Paratroopers, Lion & Unicorn Theatre, stage review: ‘Wry humour and sharp political commentary’

Daniel Patten and Jack Medlin in Paratroopers. Photograph: courtesy Callan Ridgewell

It’s election time in Cackby, a fictitious post-industrial town in northern England reeling from the death of beloved local MP, Frankie Fletcher.

Enter Mackensie Steele (played by Jack Medlin) and Connor Banks (Daniel Patten), two Oxford-educated party operatives vying for the Labour candidacy in the now-vacant seat.

Mr Fletcher’s ghost casts a long shadow over their campaigns, as the two candidates try in vain to emulate his unshakeable integrity and steely determination, before quickly resorting to a “very cheeky” plot to rig the selection process.

Paratroopers– a triumphant original satire from Patten and Solomon Alberman – playfully interweaves this tale of corruption with wry humour and sharp political commentary in one short hour.

This play is as salient as it is incisive; the script draws loose inspiration from an instance of electoral fraud in the Croydon East constituency last year.

The play boldly enters absurdist terrain typically uncharted by other Iannuccian political comedies.

Allusions to one character’s haunting hallucinatory episodes and a brief medieval interlude towards the end of the play contribute to a febrile, delirious atmosphere, and underscore the two candidates’ delusional sense of self-importance.

At its core, Paratroopers traces the gradual deterioration of its protagonists’ friendship, a tragic arc propelled by two delicate yet assured performances.

Clips of real-life gaffes ‘anchor the show’s forays into the absurd’. Photograph: courtesy Callan Ridgewell

Steele’s character follows a dizzying downward trajectory. Medlin is utterly convincing in each of his character’s incarnations, ultimately drawing an uncomfortable sense of sympathy for a character of such demonstrably weak moral fibre.

Banks, meanwhile, stutters his way through the campaign with vapid, centrist platitudes and contrived geopolitical analogies. But his bumbling exterior belies an alarming ambivalence towards corruption and a profoundly dim view of the electorate.

Patten deftly balances these two competing strands of Banks’ personality, splicing his more sinister moments with grovelling appeals to party members and gawky attempts at pirouettes. This adds crucial depth to Banks, an anodyne careerist who could have easily fallen victim to a more insipid, humourless performance.
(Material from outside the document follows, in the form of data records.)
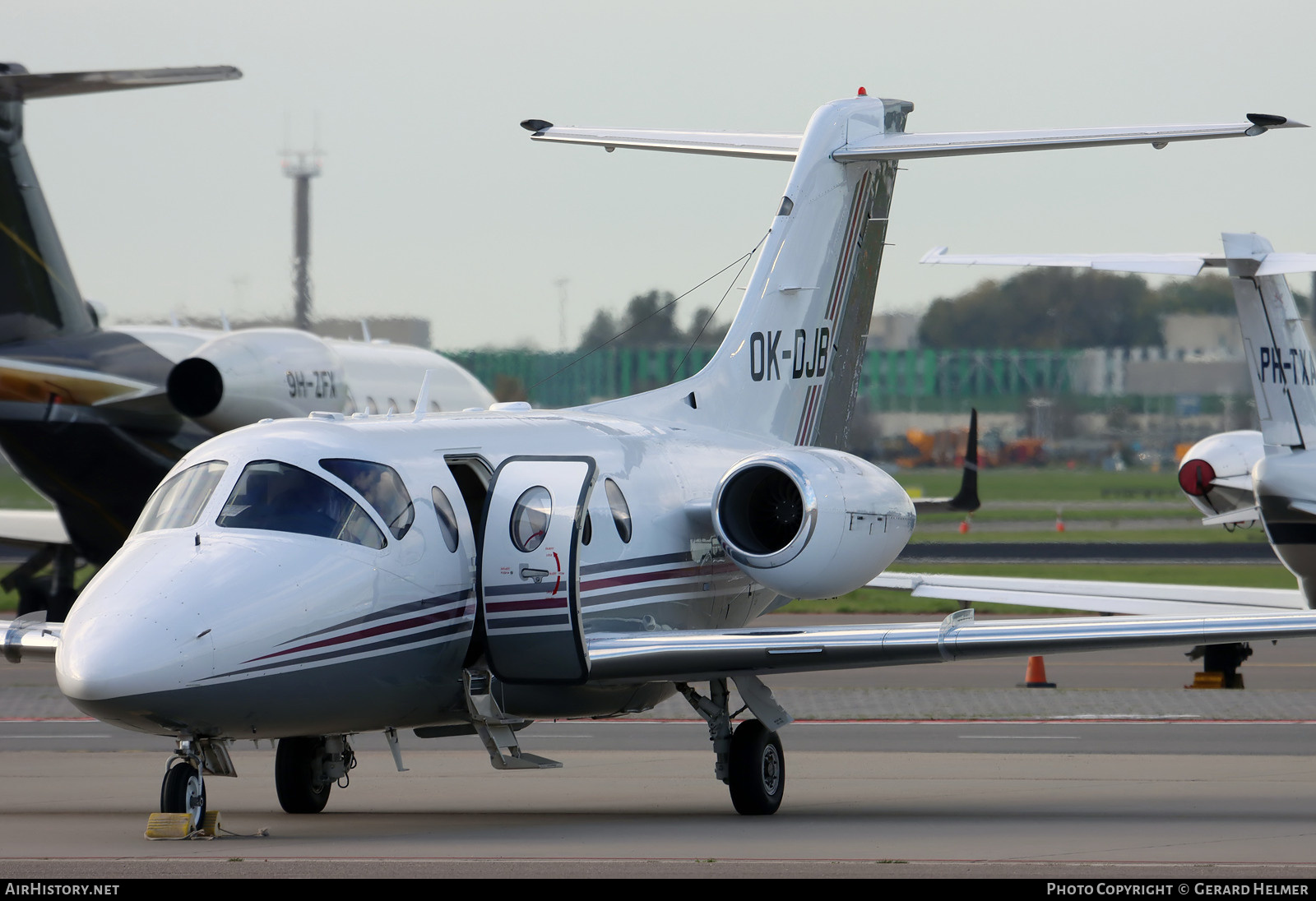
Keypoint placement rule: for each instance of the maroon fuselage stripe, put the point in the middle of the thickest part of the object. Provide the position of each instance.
(368, 633)
(541, 604)
(631, 579)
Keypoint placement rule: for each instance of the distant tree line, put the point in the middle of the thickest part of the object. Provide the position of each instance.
(1057, 308)
(651, 321)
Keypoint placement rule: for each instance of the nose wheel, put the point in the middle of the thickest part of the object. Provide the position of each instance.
(183, 791)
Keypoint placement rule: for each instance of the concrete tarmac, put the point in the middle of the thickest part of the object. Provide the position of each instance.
(660, 813)
(1054, 799)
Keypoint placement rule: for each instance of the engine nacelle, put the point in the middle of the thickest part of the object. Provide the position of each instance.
(256, 374)
(811, 523)
(1216, 473)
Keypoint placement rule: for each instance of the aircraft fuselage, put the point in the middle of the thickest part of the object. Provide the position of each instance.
(258, 633)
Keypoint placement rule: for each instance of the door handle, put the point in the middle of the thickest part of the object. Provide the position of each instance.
(531, 572)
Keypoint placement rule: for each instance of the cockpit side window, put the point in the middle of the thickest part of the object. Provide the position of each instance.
(382, 487)
(282, 497)
(178, 503)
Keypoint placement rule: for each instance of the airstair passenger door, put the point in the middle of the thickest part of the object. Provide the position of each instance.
(530, 570)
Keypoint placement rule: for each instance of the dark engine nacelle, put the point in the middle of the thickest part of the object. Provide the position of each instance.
(811, 523)
(256, 374)
(1216, 473)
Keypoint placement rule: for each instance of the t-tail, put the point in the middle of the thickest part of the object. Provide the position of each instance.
(39, 296)
(790, 365)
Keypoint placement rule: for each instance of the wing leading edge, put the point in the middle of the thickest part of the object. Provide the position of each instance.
(715, 654)
(1096, 596)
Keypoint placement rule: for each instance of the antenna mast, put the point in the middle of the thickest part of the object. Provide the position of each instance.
(302, 166)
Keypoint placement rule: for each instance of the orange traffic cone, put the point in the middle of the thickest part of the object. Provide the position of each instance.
(1035, 677)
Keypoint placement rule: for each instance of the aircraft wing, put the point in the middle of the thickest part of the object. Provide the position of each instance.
(32, 528)
(30, 85)
(1096, 596)
(785, 145)
(679, 655)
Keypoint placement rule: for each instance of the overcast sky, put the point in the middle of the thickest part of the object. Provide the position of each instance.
(433, 201)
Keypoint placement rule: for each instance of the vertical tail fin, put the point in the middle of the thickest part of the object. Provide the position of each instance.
(1280, 355)
(789, 367)
(39, 296)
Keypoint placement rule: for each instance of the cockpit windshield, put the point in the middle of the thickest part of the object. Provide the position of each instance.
(178, 503)
(382, 488)
(282, 497)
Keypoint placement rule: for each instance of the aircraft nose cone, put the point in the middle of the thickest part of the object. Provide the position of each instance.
(131, 635)
(122, 655)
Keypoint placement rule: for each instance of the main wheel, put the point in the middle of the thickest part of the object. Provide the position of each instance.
(757, 769)
(296, 778)
(183, 792)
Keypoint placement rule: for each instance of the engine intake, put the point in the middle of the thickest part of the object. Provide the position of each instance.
(811, 523)
(253, 374)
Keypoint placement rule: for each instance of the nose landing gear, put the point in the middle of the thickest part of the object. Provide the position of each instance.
(183, 789)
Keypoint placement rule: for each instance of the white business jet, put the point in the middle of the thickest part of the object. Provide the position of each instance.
(141, 396)
(1234, 478)
(466, 572)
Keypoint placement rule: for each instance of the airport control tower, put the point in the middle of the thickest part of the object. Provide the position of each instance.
(302, 168)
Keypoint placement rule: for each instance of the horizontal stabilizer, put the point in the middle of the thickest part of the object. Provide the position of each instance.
(1149, 263)
(19, 85)
(964, 144)
(1186, 263)
(1243, 516)
(765, 145)
(892, 145)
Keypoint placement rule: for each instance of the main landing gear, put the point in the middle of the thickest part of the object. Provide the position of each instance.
(306, 769)
(183, 789)
(749, 760)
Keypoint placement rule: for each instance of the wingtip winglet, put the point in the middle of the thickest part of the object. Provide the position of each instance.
(967, 500)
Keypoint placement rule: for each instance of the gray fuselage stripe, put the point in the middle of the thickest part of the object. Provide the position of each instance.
(429, 635)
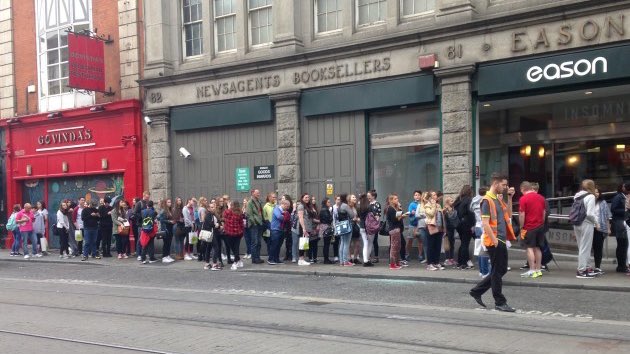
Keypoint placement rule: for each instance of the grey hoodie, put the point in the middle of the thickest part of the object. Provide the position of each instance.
(591, 207)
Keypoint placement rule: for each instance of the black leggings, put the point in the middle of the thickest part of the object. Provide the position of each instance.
(234, 243)
(63, 239)
(435, 245)
(598, 247)
(327, 247)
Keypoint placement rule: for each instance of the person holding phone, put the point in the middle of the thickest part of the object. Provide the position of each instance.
(395, 226)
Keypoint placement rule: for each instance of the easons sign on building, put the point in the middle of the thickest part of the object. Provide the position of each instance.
(579, 67)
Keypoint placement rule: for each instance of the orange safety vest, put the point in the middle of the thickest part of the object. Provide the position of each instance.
(487, 241)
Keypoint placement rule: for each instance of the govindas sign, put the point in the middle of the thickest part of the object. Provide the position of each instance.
(546, 71)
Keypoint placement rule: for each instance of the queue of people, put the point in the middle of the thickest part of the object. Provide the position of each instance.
(211, 231)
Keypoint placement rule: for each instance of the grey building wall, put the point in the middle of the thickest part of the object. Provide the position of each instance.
(460, 33)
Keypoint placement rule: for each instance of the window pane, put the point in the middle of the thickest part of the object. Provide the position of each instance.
(64, 54)
(64, 86)
(321, 23)
(53, 56)
(52, 41)
(331, 21)
(53, 88)
(53, 72)
(64, 70)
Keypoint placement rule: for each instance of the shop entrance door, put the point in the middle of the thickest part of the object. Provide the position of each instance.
(333, 153)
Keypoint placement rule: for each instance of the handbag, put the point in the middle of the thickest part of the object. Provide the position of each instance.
(44, 244)
(446, 244)
(206, 235)
(123, 230)
(343, 227)
(193, 238)
(304, 244)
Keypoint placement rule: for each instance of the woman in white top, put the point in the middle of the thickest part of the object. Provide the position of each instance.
(63, 228)
(584, 231)
(39, 226)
Director Callan Ridgewell triumphs in navigating the audience through the two protagonists’ precipitous descent into corruption and paranoia.

The play’s abrupt, frequent and often disorienting jolts between past, present, reality and hallucination are smoothed out by clips of viral political gaffes broadcast through loudspeaker (think Kamala Harris’ infamous “coconut tree” speech).

These nods to internet culture offer fleeting moments of respite amid the frenzied forward momentum, and anchor the show’s incremental foray into the absurd firmly within a real-world political context.

Paratroopers‘ break-neck speed mirrors the urgency of its message.

In an era where far-right populists threaten to undermine democracy with unabashed disinformation campaigns and incendiary racist pronouncements, this play alerts us to the quieter menace posed by unprincipled political moderates – vacuous, bereft of moral integrity and chillingly eager to corrupt the democratic process in pursuit of personal reward.

Paratroopers ran from 22-23 March at The Lion & Unicorn Theatre, 42-44 Gaisford St, London NW5 2ED. It is set to return at the Edinburgh Fringe Festival this summer.